P(x)= (400+30x)(400-.02x) - 6x


To find the maximium profit I know to just find the first derivative of the profit function.

 

[lullaby784]

I really need help guys.

 

[tiny-tim]

hi lullaby784!

P(x)= (400+30x)(400-.02x) - 6x

i don't understand this at all

start by finding the total selling price for x books, and write separate equations for the two case x ≤ 400 and x > 400

 

[lullaby784]

Ok, so it would be. All I need are the formulas for profit function. The first profit function is for 400 copies or less and the second profit function is for greater than 400 copies. I'm also taking into the prices $30 and a decrease of $0.02 for each extra book over 400 copies.

P(x) = (x ≤ 400)($30)
($30x + $12000) - Cost
($30x + $12000) - $6x
P(x) = $24x + $12000
P(x) = (x > 400)(x-$0.02) - Cost
(x^2 + $399.98x - 8) - $6x
P(x) = x^2 +$393.98x - 8

Then I would just take the first derivative to find out how many books must be sold to maximize profit and to find the maximum profit.

 

[tiny-tim]

i'll do the first half for you …

for x ≤ 400, the selling price for each book is $30, so the profit on each book is $30 minus $6 = $24, so the total profit is $24x

ok, now what is the selling price for each book if x > 400 ?

(for example, we know that if x = 401, the selling price for each book is $29.98, if x = 402, the selling price for each book is $29.96 …)

 

[lullaby784]

Ok, seems like I had the first part correct already.

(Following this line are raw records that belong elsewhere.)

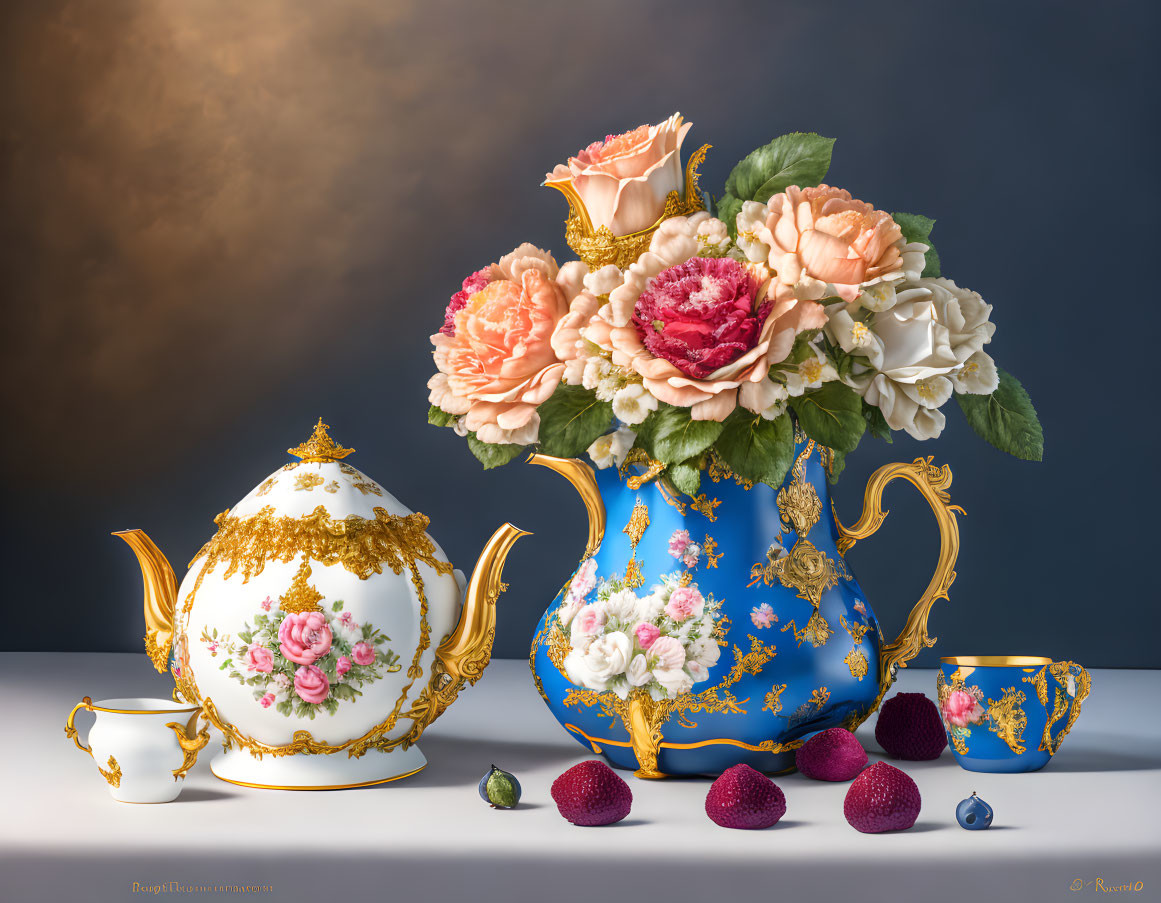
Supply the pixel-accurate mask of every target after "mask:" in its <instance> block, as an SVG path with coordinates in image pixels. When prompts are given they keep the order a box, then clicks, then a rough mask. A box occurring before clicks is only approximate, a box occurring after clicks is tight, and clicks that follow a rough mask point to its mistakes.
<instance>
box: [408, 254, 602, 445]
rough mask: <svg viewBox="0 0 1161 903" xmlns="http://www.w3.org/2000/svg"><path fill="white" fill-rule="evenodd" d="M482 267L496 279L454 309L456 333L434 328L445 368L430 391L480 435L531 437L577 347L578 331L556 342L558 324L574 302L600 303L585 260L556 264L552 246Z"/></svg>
mask: <svg viewBox="0 0 1161 903" xmlns="http://www.w3.org/2000/svg"><path fill="white" fill-rule="evenodd" d="M481 273H486V274H488V276H489V277H490V281H489V282H488V283H486V284H485V286H484V287H483V288H481V289H478V290H477V291H475V292H474V294H473V295H471V296H470V297H469V298H468V299H467V302H464V303H463V304H462V306H460V308H459V309H457V310H455V312H454V315H453V318H452V322H453V325H454V332H453V334H447V333H446V332H444V331H441V332H438V333H435V334H434V335H432V345H434V346H435V351H434V359H435V367H437V368H438V369H439V373H438V374H435V376H433V377H432V378H431V381H428V383H427V388H428V389H430V390H431V395H430V396H428V398H430V400H431V403H432V404H434V405H437V406H438V407H440V409H442V410H444V411H446V412H447V413H449V414H456V416H462V417H463V426H464V428H467V429H468V431H471V432H474V433H475V434H476V438H477V439H478V440H479V441H481V442H491V443H507V442H511V443H515V445H529V443H532V442H535V441H536V438H538V435H539V432H540V416H539V414H538V413H536V407H538V406H539V405H540V404H542V403H543V402H546V400H548V398H549V397H550V396H551V393H553V392H554V391H555V390H556V387H557V385H558V384H560V382H561V376H562V375H563V373H564V361H567V360H569V359H570V357H571V356H575V354H576V351H575V345H576V340H575V338H571V341H570V340H569V339H568V338H565V340H560V339H558V340H557V341H555V342H554V339H553V335H554V332H555V331H556V328H557V325H558V324H560V323H561V320H562V319H563V318H564V317H565V315H568V313H569V309H570V304H576V305H577V306H578V309H585V310H587V309H589V308H591V306H592V305H593V299H592V298H591V296H586V295H585V294H584V276H585V274H586V273H587V268H586V267H585V266H584V263H580V262H579V261H574V262H571V263H567V265H565V266H564V267H557V266H556V261H555V260H554V259H553V255H551V254H549V253H548V252H547V251H541V250H540V248H538V247H533V246H532V245H528V244H524V245H520V247H518V248H515V251H513V252H512V253H511V254H507V255H506V257H504V258H503V259H502V260H500V261H499V263H493V265H492V266H491V267H490V268H488V269H486V270H481ZM570 323H571V322H570ZM572 328H574V330H575V328H576V325H575V324H574V325H572ZM554 347H560V352H556V351H554ZM558 354H561V355H564V356H558Z"/></svg>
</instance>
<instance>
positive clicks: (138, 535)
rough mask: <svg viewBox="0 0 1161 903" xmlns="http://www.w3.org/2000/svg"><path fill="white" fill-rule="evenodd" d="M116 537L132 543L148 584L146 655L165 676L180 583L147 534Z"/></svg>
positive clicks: (156, 546) (168, 656)
mask: <svg viewBox="0 0 1161 903" xmlns="http://www.w3.org/2000/svg"><path fill="white" fill-rule="evenodd" d="M113 535H114V536H120V537H121V539H123V540H124V541H125V542H128V543H129V548H130V549H132V550H134V554H135V555H137V563H138V564H140V568H142V579H143V580H144V584H145V651H146V652H147V653H149V657H150V660H152V662H153V667H156V669H157V670H158V671H160V672H161V673H163V674H164V673H165V672H166V671H168V670H170V649H171V646H172V645H173V612H174V608H175V604H176V601H178V579H176V577H174V575H173V568H172V566H170V562H168V561H167V559H166V557H165V556H164V555H163V554H161V550H160V549H159V548H157V546H156V544H154V543H153V540H151V539H150V537H149V536H146V535H145V533H144V530H117V532H116V533H114V534H113Z"/></svg>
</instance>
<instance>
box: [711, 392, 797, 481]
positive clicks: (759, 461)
mask: <svg viewBox="0 0 1161 903" xmlns="http://www.w3.org/2000/svg"><path fill="white" fill-rule="evenodd" d="M715 448H716V449H717V453H719V454H720V455H721V456H722V460H723V461H724V462H726V463H727V464H728V465H729V469H730V470H733V471H734V472H735V474H737V475H738V476H740V477H742V478H743V479H749V481H751V482H753V483H759V482H760V483H765V484H767V485H770V486H774V487H776V489H777V487H778V486H780V485H781V484H783V481H784V479H785V478H786V471H787V470H789V467H791V464H792V463H793V461H794V426H793V424H792V422H791V418H789V416H787V414H781V416H780V417H777V418H774V419H773V420H764V419H763V418H762V417H759V416H758V414H751V413H750V412H749V411H747V410H745V409H744V407H738V409H737V410H735V411H734V413H731V414H730V416H729V417H728V418H726V428H724V429H722V434H721V435H720V436H719V438H717V443H716V446H715Z"/></svg>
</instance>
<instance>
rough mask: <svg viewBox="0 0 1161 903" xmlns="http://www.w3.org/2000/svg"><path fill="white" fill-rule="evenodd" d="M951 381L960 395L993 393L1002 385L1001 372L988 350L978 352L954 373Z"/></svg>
mask: <svg viewBox="0 0 1161 903" xmlns="http://www.w3.org/2000/svg"><path fill="white" fill-rule="evenodd" d="M951 382H952V385H954V387H956V391H957V392H959V393H960V395H991V393H993V392H994V391H996V389H997V388H998V387H1000V373H998V371H997V370H996V362H995V361H993V360H991V357H990V356H989V355H988V354H987V353H986V352H976V353H975V354H973V355H972V356H971V357H968V359H967V360H966V361H964V366H962V367H960V368H959V369H958V370H956V371H954V373H952V375H951Z"/></svg>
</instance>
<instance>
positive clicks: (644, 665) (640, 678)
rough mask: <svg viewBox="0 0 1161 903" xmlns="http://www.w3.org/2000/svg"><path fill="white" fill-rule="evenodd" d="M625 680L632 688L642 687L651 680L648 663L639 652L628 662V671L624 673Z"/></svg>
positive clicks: (642, 655)
mask: <svg viewBox="0 0 1161 903" xmlns="http://www.w3.org/2000/svg"><path fill="white" fill-rule="evenodd" d="M626 678H627V679H628V681H629V686H633V687H643V686H644V685H646V684H648V682H649V680H650V678H651V674H650V673H649V663H648V662H646V657H644V656H643V655H641V653H640V652H639V653H637V655H635V656H633V660H632V662H629V670H628V672H626Z"/></svg>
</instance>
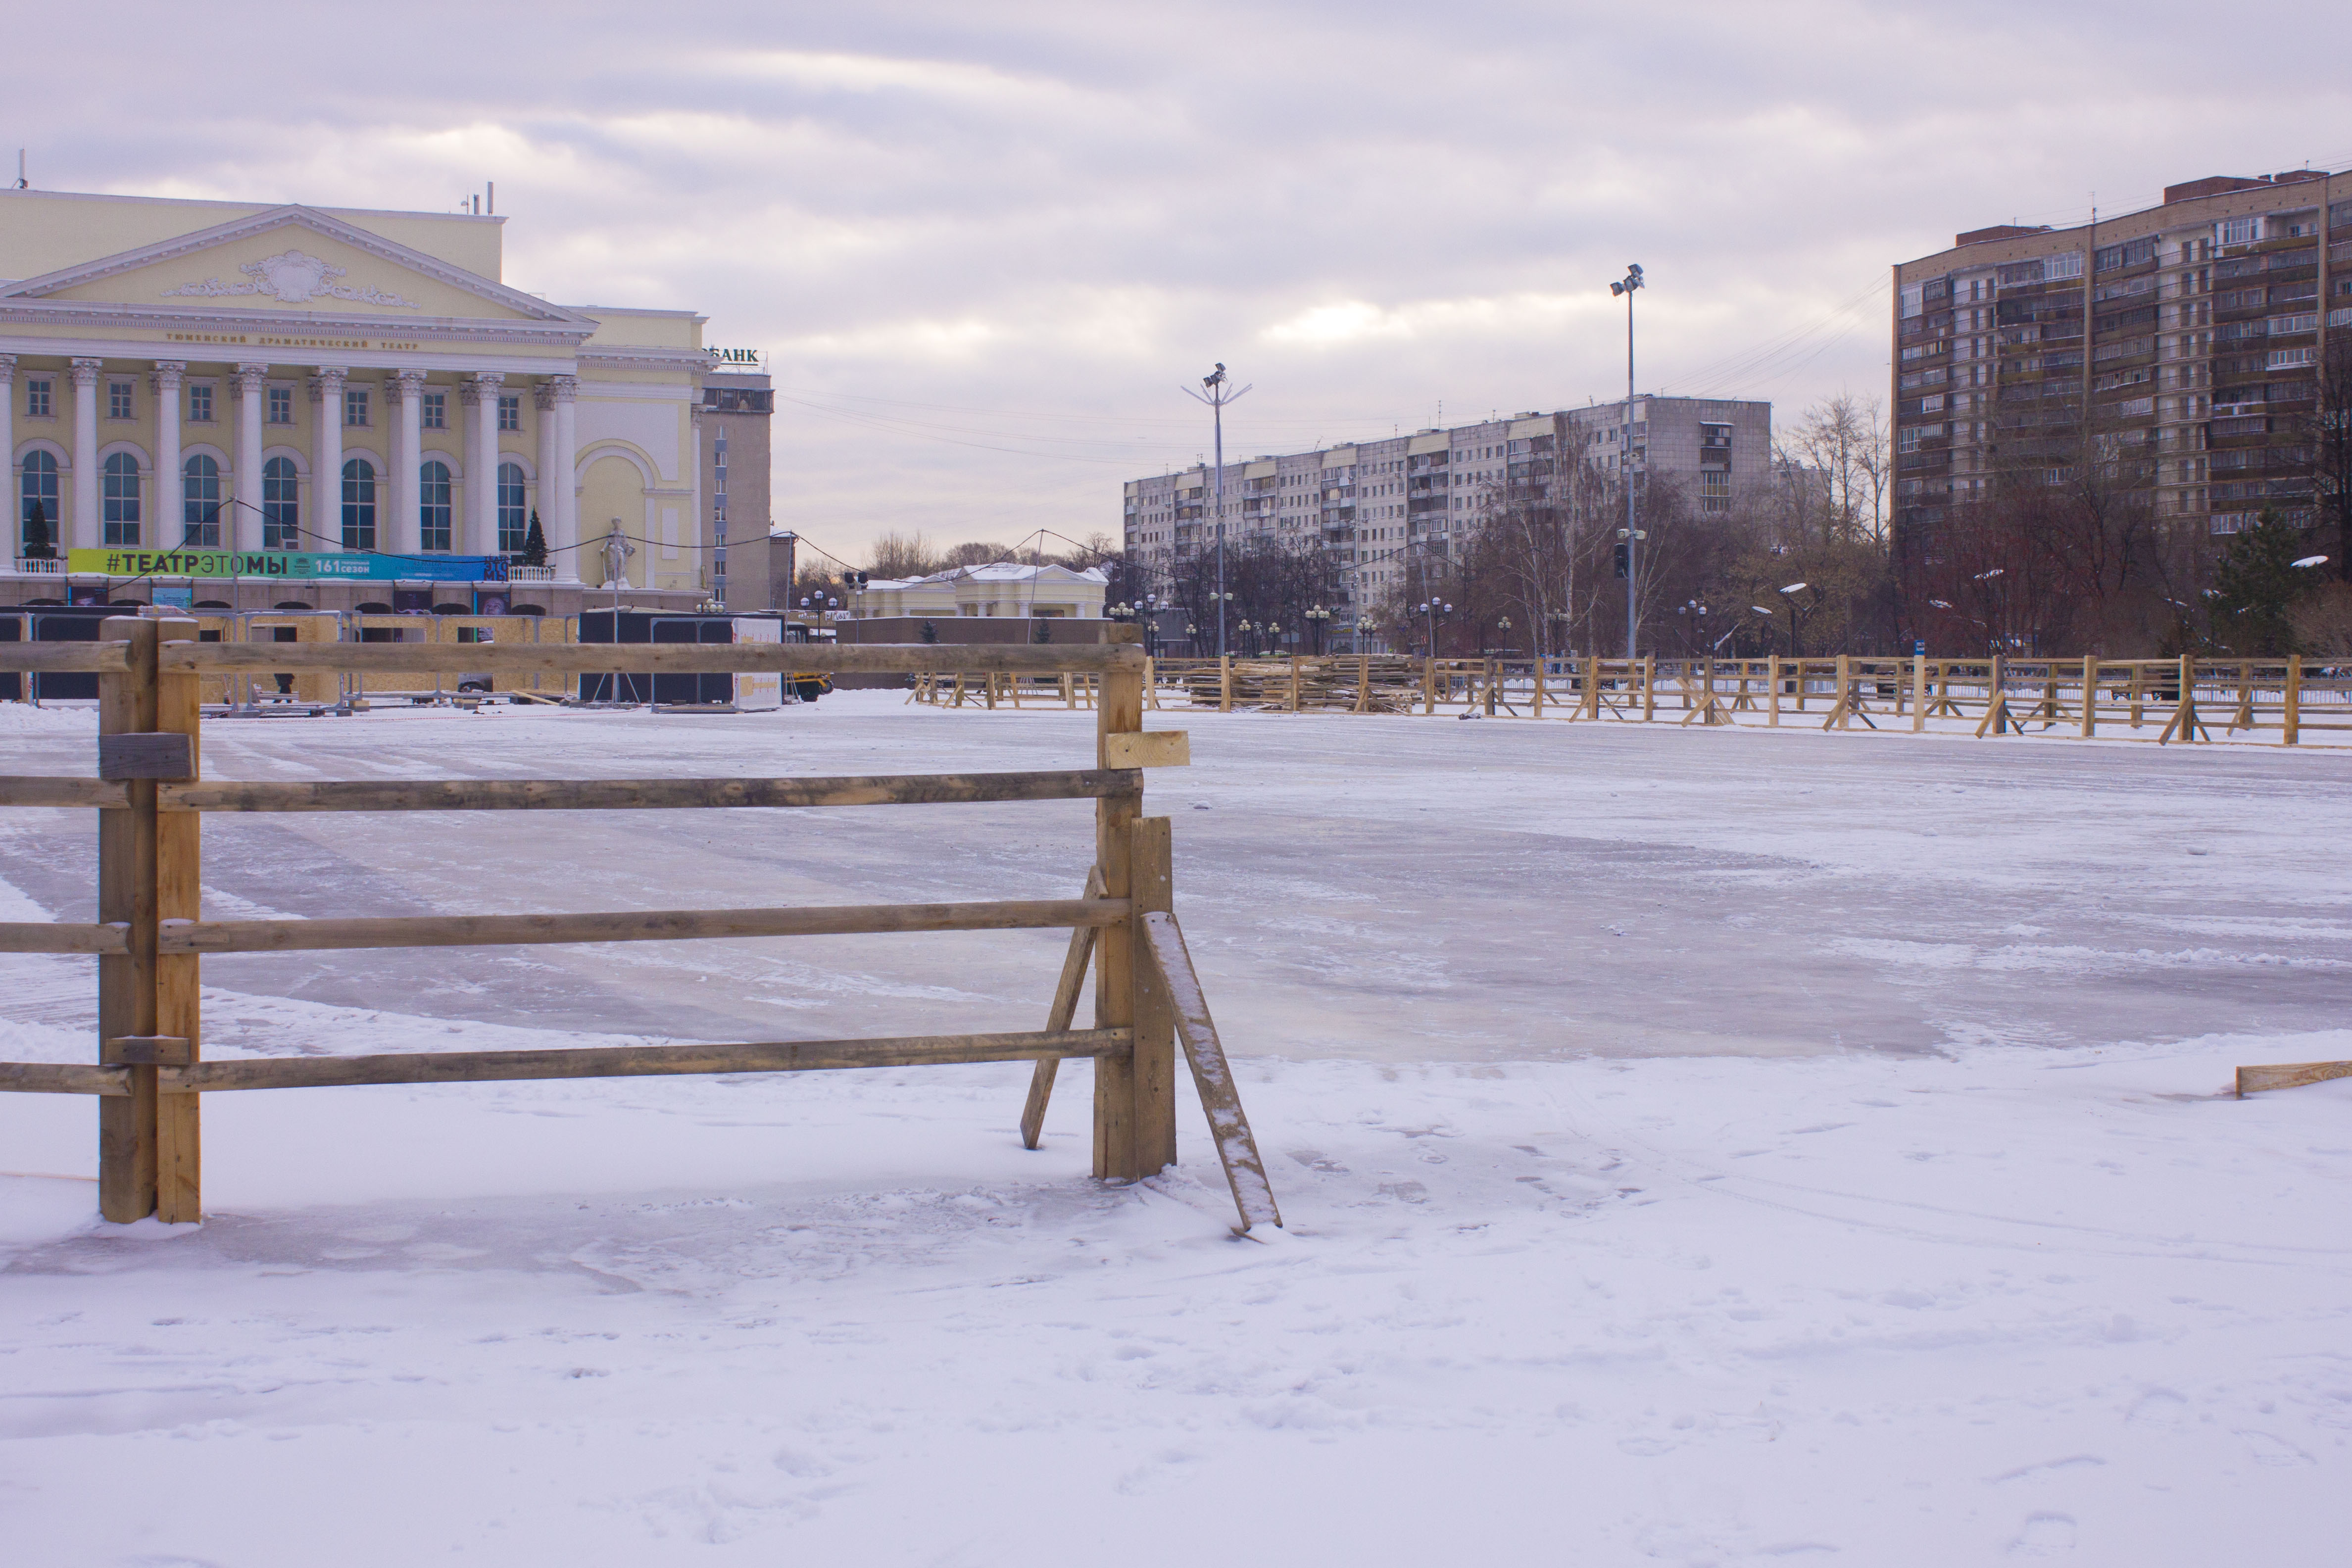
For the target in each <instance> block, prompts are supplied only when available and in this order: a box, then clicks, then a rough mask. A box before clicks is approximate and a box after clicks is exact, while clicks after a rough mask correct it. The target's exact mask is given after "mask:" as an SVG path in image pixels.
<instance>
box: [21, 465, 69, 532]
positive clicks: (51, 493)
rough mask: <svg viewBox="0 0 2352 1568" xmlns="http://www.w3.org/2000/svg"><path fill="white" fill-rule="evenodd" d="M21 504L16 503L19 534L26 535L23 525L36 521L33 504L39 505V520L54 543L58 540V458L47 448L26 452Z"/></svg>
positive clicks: (29, 523) (21, 491) (24, 466)
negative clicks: (41, 449) (34, 518)
mask: <svg viewBox="0 0 2352 1568" xmlns="http://www.w3.org/2000/svg"><path fill="white" fill-rule="evenodd" d="M19 484H21V494H19V505H16V538H19V541H21V538H24V529H26V527H28V524H31V522H33V508H40V522H42V529H45V531H47V538H49V543H52V545H56V541H59V529H56V458H54V456H52V454H47V451H38V449H35V451H26V454H24V480H21V482H19Z"/></svg>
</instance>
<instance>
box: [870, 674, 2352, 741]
mask: <svg viewBox="0 0 2352 1568" xmlns="http://www.w3.org/2000/svg"><path fill="white" fill-rule="evenodd" d="M981 691H990V693H995V691H1000V686H997V684H995V677H990V682H988V684H985V686H983V684H978V682H976V684H974V686H971V696H969V703H981ZM1002 691H1004V701H1002V705H1014V708H1018V705H1023V703H1021V698H1018V691H1021V686H1018V682H1009V677H1007V684H1004V686H1002ZM953 698H964V691H962V684H957V686H955V689H953V691H950V686H948V684H946V677H941V679H938V682H934V684H929V686H917V691H915V693H913V701H936V703H950V705H953ZM1082 701H1084V696H1075V698H1068V705H1077V703H1082ZM1145 703H1148V708H1160V710H1171V708H1195V710H1218V712H1235V710H1258V712H1390V715H1446V712H1451V715H1470V712H1477V715H1486V717H1510V719H1562V722H1578V719H1588V722H1618V724H1625V722H1630V724H1658V722H1665V724H1755V726H1769V729H1776V726H1792V724H1811V726H1816V729H1842V731H1898V733H1955V731H1959V733H1973V736H1978V738H1992V736H2067V738H2084V741H2089V738H2138V741H2157V743H2171V741H2192V743H2204V741H2237V738H2249V741H2277V743H2281V745H2303V743H2305V741H2310V738H2314V736H2324V733H2331V731H2336V733H2352V663H2317V661H2307V658H2303V656H2286V658H2096V656H2086V658H2004V656H1990V658H1865V656H1844V654H1839V656H1835V658H1778V656H1773V658H1543V661H1538V658H1406V656H1397V654H1327V656H1312V658H1310V656H1291V658H1157V661H1152V663H1150V670H1148V675H1145ZM985 705H990V708H995V705H1000V701H995V696H990V701H988V703H985ZM1028 705H1037V698H1033V701H1030V703H1028ZM1044 705H1054V708H1061V705H1065V701H1051V696H1049V701H1047V703H1044Z"/></svg>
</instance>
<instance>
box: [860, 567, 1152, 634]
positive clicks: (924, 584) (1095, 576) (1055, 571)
mask: <svg viewBox="0 0 2352 1568" xmlns="http://www.w3.org/2000/svg"><path fill="white" fill-rule="evenodd" d="M1108 588H1110V578H1108V576H1105V574H1103V569H1101V567H1087V569H1084V571H1073V569H1070V567H1023V564H1018V562H993V564H988V567H950V569H948V571H934V574H931V576H920V578H891V581H882V578H875V581H870V583H868V585H866V592H863V595H856V602H854V604H851V607H849V614H851V616H861V618H889V616H931V618H938V616H946V618H962V616H1016V618H1077V621H1101V618H1103V595H1105V590H1108Z"/></svg>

Total copies to maximize is 400, total profit to maximize is $9600

For x > 400. If the number of books was 401, then the profit function would be:

29.98-6=$23.98x (will give me my total profit)

Total copies to maximize is 401, total profit to maximize is $9615.98 Am I correct?

 

[tiny-tim]

(for example, we know that if x = 401, the selling price for each book is $29.98, if x = 402, the selling price for each book is $29.96 …)

For x > 400. If the number of books was 401, then the profit function would be:

29.98-6=$23.98x (will give me my total profit)

you're only repeating what i said …

you need to find a general formula, for the selling price for one book, in terms of x

(and btw, i have no idea what this means …)

Total copies to maximize is 401